The group of policemen likewise declared the cash they obtained from the operation to be only PHP300,000 while the evidence indicated that said amount reached PHP10 million. 
The panel based the actual volume of the drugs and amount of money seized during the operation on, among others, the declaration contained in the Affidavit of Direct Participation of de Guzman and nine other respondents.
Some of the respondents were likewise found to have failed to declare and account for a Toyota Fortuner vehicle which was also seized during the operation. 
The panel also found Baloyo’s group chargeable with the crimes of planting of evidence, bungling of the prosecution of a drug case, and qualified bribery.  
It noted that the group: (a) illegally arrested one Ding Wenkun instead of Johnson Lee from whom they seized the drugs; and (b) implicated or imputed upon Wenkun the crime of illegal sale and possession of dangerous drugs despite their knowledge that it was Lee who should be charged therefor. The case against Wenkun was eventually dismissed by the court.
The panel recommended the filing of an information for violating regulations issued by the Dangerous Drugs Board regarding the chain of custody of evidence against Guerrero and Santos, information for falsification by a public officer against Baloyo who made untruthful statements in his Spot Report and Progress Report regarding the operation; and another information for false testimony and perjury in solemn affirmation against Santos and Guerrerro Jr. who made untruthful statements in their affidavit of arrest against Wenkun.  
The panel’s findings against Albayalde will be endorsed to the Office of the Ombudsman which has primary jurisdiction over crimes falling under the exclusive jurisdiction of the Sandiganbayan.  
Under Republic Act 10660, the Sandiganbayan has exclusive original jurisdiction in cases involving PNP officers occupying the position of provincial director and holding the rank of senior superintendent and higher.  
In October last year, Justice Secretary Menardo Guevarra ordered the reinvestigation of the case, after the original complaint filed against Baloyo’s group was dismissed by the then investigating prosecutor for insufficiency of evidence. 
In the same resolution, the DOJ said the PNP Criminal Investigation and Detection Group failed to provide enough evidence to show that Albayalde had a hand in the misappropriation of seized drugs in a 2013 raid.
“The panel only found probable cause against P/Gen Albayalde for violation of the law against graft and corrupt practices act.

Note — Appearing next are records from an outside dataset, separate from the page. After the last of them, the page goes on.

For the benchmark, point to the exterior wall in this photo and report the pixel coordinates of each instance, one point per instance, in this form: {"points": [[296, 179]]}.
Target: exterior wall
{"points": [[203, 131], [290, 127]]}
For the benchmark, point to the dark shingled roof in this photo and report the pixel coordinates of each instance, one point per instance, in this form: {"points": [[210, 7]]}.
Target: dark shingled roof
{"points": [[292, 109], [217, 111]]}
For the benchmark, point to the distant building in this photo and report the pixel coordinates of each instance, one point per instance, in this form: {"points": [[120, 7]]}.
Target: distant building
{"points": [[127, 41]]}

It found that the acts attributed to Albayalde happened after the conduct of the anti-illegal drugs operations of the Baloyo group,” Justice Undersecretary and DOJ Spokesperson Markk Perete said.
In coming up with a new resolution, the panel relied on additional evidence presented by the parties and their witnesses, as well as on the report on the Senate investigation led by Senator Richard Gordon. (PNA)
with Albayalde photo



duterte rodrigo

One of the reasons why President Rodrigo Duterte  having trouble choosing the next chief of the Philippine National Police is because many police and military personnel are involved in the illegal drug trade.

“Police officers have lots of problems. Even these generals, they’re involved in the illegal drug trade. That’s what I don’t like. Even generals,” Duterte said in an interview in Malacanang Thursday night.

If he could not decide on whom he would appoint as the next chief of  the PNP, Duterte said he would rather lead the police force himself.
While Duterte said that even police generals are involved in drug dealing, he said earlier on November 9 that three police generals on his list of contenders for the next PNP chief are “all good.”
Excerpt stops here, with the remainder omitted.